The last term in the bracket looks a lot like the sum over the Green functions of the separate modes $G_{\vec{k}}(i\omega_n)=\frac{1}{i\omega_n - \epsilon_{\vec{k}} }$ which are obtained from $H = \sum_{\vec{k} } \epsilon_{ \vec{k} }c^{\dagger}_{ \vec{k}} c_{\vec{k}}$.

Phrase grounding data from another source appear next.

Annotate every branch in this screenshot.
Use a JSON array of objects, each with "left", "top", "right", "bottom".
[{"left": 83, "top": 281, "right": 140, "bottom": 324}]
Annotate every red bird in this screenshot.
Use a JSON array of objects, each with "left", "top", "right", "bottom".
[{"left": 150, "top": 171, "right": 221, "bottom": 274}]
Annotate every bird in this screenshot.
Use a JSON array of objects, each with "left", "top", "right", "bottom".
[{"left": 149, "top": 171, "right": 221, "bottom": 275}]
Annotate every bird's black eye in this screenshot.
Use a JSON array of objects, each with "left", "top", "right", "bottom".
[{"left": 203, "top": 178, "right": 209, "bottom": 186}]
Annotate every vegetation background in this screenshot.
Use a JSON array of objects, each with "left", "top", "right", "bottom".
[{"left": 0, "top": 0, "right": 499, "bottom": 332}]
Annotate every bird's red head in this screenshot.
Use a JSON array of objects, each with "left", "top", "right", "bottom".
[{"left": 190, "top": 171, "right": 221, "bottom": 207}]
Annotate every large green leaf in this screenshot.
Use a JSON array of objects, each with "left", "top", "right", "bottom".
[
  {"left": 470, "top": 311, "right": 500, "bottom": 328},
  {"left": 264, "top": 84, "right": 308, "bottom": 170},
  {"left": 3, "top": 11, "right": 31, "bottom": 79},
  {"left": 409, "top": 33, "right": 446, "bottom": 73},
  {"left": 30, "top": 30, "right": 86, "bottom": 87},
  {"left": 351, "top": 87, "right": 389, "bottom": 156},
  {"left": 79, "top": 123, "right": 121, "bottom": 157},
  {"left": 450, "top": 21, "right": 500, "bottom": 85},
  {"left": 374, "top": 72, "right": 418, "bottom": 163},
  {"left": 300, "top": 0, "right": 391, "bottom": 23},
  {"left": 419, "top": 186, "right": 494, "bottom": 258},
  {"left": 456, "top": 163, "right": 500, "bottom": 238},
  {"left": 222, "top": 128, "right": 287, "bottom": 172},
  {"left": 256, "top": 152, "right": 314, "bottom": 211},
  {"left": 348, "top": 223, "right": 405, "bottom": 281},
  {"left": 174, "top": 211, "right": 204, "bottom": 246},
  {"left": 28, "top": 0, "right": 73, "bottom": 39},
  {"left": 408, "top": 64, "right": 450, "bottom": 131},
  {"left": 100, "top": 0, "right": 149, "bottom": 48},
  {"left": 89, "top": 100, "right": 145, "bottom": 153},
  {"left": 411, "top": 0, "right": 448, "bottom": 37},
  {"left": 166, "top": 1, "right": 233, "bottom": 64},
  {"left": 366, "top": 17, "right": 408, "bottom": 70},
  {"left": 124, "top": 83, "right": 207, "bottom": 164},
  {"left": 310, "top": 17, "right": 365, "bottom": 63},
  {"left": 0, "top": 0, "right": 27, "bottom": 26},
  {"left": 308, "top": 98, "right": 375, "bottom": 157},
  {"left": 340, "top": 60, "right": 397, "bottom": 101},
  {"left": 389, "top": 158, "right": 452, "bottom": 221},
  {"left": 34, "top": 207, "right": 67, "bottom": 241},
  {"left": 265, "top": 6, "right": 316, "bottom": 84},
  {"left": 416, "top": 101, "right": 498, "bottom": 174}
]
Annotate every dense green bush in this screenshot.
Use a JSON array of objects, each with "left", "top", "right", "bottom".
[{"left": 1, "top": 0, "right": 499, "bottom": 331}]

My problem is, that I do not see how to perform the last integral on the RHS of the FT. As far as I have been able to calculate the commutator of $H$ with either $d(t)$ or $c_{\vec{k}}(t)$ will always result in an additional term with the other operator, for example: \begin{equation} \frac{1}{\beta}\int_0^\beta \langle [H,d(t)]d^\dagger(0)\rangle e^{i\omega_n t}dt = \frac{\epsilon_d}{\beta}\int_0^\beta \langle d(t)d^{\dagger}(0)\rangle e^{i\omega_n t}dt + \frac{U}{\beta}\sum_{\vec{k}}\int_0^\beta \langle c_{\vec{k}}(t)d^{\dagger}(0)\rangle e^{i\omega_n t}dt \end{equation} If this is correct, then I am stuck in evaluating the expectation values which do not seem to want to yield to me.

My question thus:

Is there a reference where I could find a comprehensible path from the hamiltonian to the Green function of the impurity $G_d$? It would be even better if somebody could point me to a way how to evaluate the aforementioned FT integral (I think i am missing something somewhere).